Celiac disease has more symptoms than 200 which makes diagnosis difficult because it affects people differently, according to the Celiabe Disease Foundation. These symptoms can occur in the digestive tract or in other parts of the body. The disease can also develop in children or adults for undocumented reasons. In other cases, there are people with celiac disease, but they do not show the symptoms at all, but they are positive during the blood test of the disease. There are also individuals who receive a negative score for celiac disease when their blood is tested, but positive when the intestinal biopsy is performed. Celiac children have symptoms such as abdominal pain and swelling, severe diarrhea, vomiting, stinking stools, constipation, fatigue, weight loss, stunted growth, irritability, dental enamel defects on permanent teeth and attention deficit hyperactivity disorder. Adults with celiac disease have joint pains, fatigue, anemia, depression, infertility, migraine headaches, convulsions, rashes and missed menstrual periods according to the Celiac Foundation. Long-term conditions for non-treatment of celiac include gallbladder malfunction, pancreatic problems, gastrointestinal tumors, early-onset osteoporosis and mineral deficiencies among other conditions.

Gluten Sensitivity

There are cases in which the intestine is sensitive to gluten even when the victim is not predisposed to celiac disease.
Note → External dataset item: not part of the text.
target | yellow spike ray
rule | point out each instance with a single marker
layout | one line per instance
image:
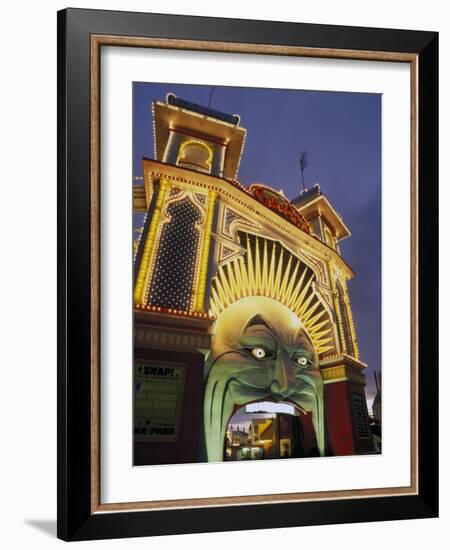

This condition is described as sensitivity to non-celiac gluten (NCGS), and its symptoms are headache, joint pain and numbness in the legs, arms or fingers, according to Beyond Celiac. These symptoms can last hours or days after eating gluten-free foods, but no damage occurs on the intestinal walls. The best way to avoid NCGS is to eat gluten-free foods. According to the study by the Dr. Schar Institute, people with NCGS can tolerate small amounts of gluten in food without having symptoms. After one or two years of a gluten-free diet, people with SCN can reintroduce small amounts of gluten into their diet.